# Precooked shish kabobs



## Helga

We need to cook shish kabobs (beef/chicken) for 60 people for our wedding reception and cannot afford a caterer.  

Is there a way to precook the kabobs the day/night before and then reheat for the reception?  What is the preferred method for the best product?

Thanks in advance!


----------



## Greg Who Cooks

Pre-cooking shishkabobs sounds like a recipe for disaster to me. I think you should consider something you can order in advance, take out and ready to serve.

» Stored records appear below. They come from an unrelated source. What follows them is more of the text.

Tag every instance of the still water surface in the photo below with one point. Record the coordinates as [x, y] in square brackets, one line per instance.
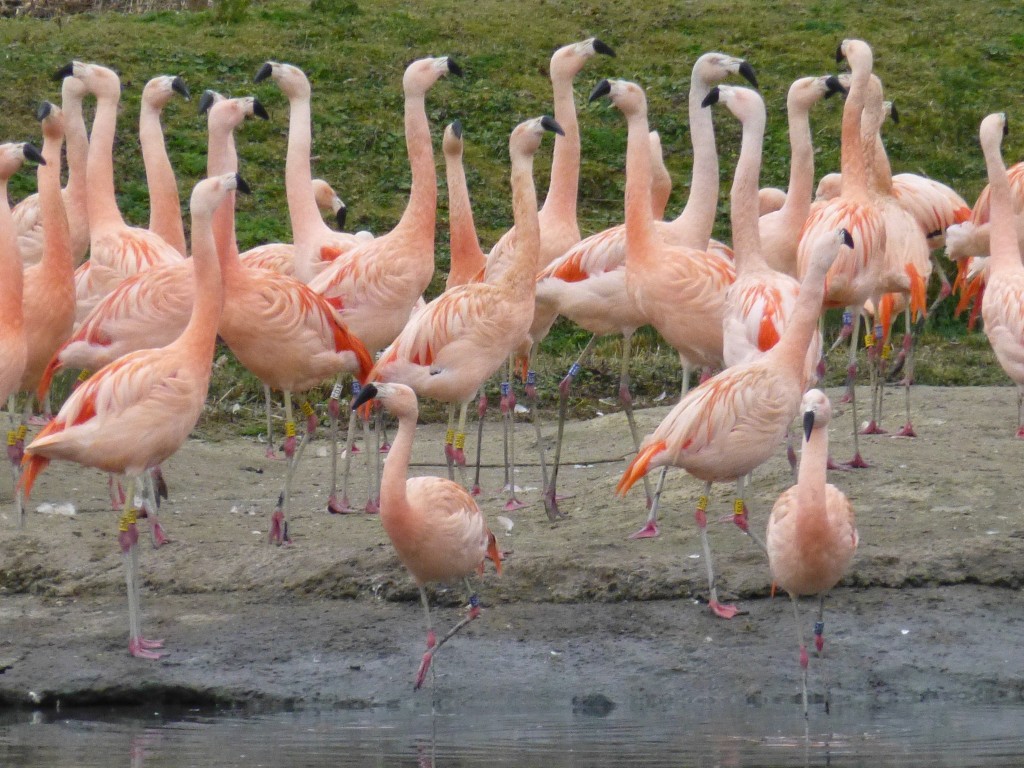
[925, 735]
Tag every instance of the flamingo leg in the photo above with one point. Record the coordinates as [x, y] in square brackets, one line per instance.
[804, 660]
[128, 539]
[481, 410]
[270, 453]
[719, 609]
[550, 494]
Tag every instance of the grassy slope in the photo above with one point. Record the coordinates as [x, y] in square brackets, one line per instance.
[945, 65]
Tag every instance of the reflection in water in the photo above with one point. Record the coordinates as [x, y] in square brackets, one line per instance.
[742, 736]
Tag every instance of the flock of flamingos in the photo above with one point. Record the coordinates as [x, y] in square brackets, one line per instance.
[144, 317]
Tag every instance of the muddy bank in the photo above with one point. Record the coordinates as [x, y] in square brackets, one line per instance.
[931, 609]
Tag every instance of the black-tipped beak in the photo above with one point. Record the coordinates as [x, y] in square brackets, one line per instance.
[206, 101]
[31, 153]
[178, 86]
[264, 72]
[368, 392]
[748, 72]
[549, 124]
[601, 89]
[834, 85]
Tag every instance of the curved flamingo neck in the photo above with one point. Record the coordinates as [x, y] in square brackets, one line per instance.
[639, 225]
[306, 221]
[521, 272]
[743, 197]
[560, 202]
[467, 258]
[11, 268]
[57, 259]
[695, 222]
[421, 211]
[1004, 246]
[101, 201]
[165, 206]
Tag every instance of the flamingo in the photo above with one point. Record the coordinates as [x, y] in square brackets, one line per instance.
[116, 251]
[732, 423]
[155, 394]
[457, 341]
[315, 244]
[13, 345]
[811, 537]
[48, 293]
[559, 229]
[1005, 289]
[27, 213]
[779, 229]
[435, 525]
[376, 285]
[165, 207]
[854, 276]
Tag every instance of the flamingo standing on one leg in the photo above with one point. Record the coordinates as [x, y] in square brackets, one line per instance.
[457, 341]
[434, 523]
[48, 300]
[155, 394]
[1005, 290]
[811, 538]
[732, 423]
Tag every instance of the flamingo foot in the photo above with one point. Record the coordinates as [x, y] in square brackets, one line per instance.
[339, 508]
[141, 648]
[722, 610]
[649, 530]
[424, 666]
[857, 462]
[159, 538]
[906, 431]
[513, 504]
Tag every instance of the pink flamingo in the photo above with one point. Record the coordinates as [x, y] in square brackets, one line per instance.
[48, 294]
[117, 251]
[732, 423]
[453, 345]
[854, 276]
[13, 346]
[811, 537]
[434, 523]
[1005, 289]
[155, 394]
[27, 213]
[316, 245]
[559, 229]
[376, 285]
[165, 207]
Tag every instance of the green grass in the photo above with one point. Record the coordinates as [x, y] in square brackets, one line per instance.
[944, 64]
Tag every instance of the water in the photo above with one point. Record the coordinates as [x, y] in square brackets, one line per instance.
[926, 735]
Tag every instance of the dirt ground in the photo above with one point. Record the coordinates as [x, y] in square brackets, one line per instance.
[931, 609]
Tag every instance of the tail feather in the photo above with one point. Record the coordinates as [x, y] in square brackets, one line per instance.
[639, 467]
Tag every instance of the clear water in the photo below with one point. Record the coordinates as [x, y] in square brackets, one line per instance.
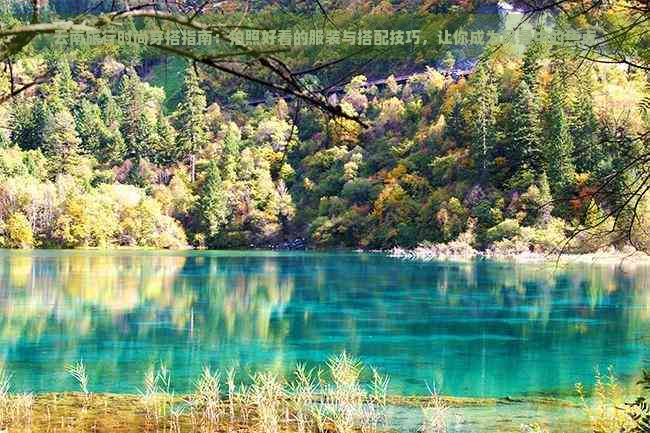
[481, 329]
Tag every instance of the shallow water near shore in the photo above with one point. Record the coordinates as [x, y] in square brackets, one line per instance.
[476, 329]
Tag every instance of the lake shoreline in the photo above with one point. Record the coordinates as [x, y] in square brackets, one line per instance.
[108, 412]
[441, 254]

Or if not that then cook something that is more forgiving, something that can be cooked in your oven. Even then, cooking for 60 in a residential oven sounds like over the top to me.


----------



## Cerise

If you have an oven or place to reheat, you can prepare them in the oven:

Oven Grilled Shish Kabobs | Shish Kabobs Recipe

I would pick up some disposable aluminium trays & cover them well.


----------



## Andy M.

You will end up with second rate food for your guests.  You can taste the difference in reheated chicken.  But the chicken and the beef will likely be drier.


----------



## Addie

Cerise said:


> If you have an oven or place to reheat, you can prepare them in the oven:
> 
> Oven Grilled Shish Kabobs | Shish Kabobs Recipe
> 
> I would pick up some disposable aluminium trays & cover them well.


 
I would also recommend that she use bamboo skewers soaked in water. And I figure she will need at least two per person. That is a lot of work for the day of the wedding or even the night before, just putting the skewers together. Perhaps she can place the different pieces in separate containers and let the guests put theirs together themselves. Just have plenty of napkins handy. The containers can be kept warm in the oven on a low temperature 200ºF. or just warm. Depends on your oven. I hope she has a couple of really good friends who will be williing to lend a hand. It is nice to hear of a homemade wedding. Nowadays everything has to be bigger, better and with more bling than the last wedding. 

Congratulation on your wedding. Good luck!


----------



## CWS4322

Helga said:


> We need to cook shish kabobs (beef/chicken) for 60 people for our wedding reception and cannot afford a caterer.
> 
> Is there a way to precook the kabobs the day/night before and then reheat for the reception?  What is the preferred method for the best product?
> 
> Thanks in advance!


Welcome to DC, Helga. Why did you opt for kabobs? If you have a couple of friends/family who can help, a nice spread of open-faced sandwiches and cold salads, some peel-and-eat shrimp, etc. might be easier:

Smörgåsbord


----------



## 4meandthem

If you don't have a choice and have to cook them the day before I suggest you seal them invacuum packs and reheat the bags in hot water.
I do this with leftover steak and Have had great results. You can hardly
tell the difference. Do Not boil the water just get it hot. I would not mix meats and veggies in the same bags either.


----------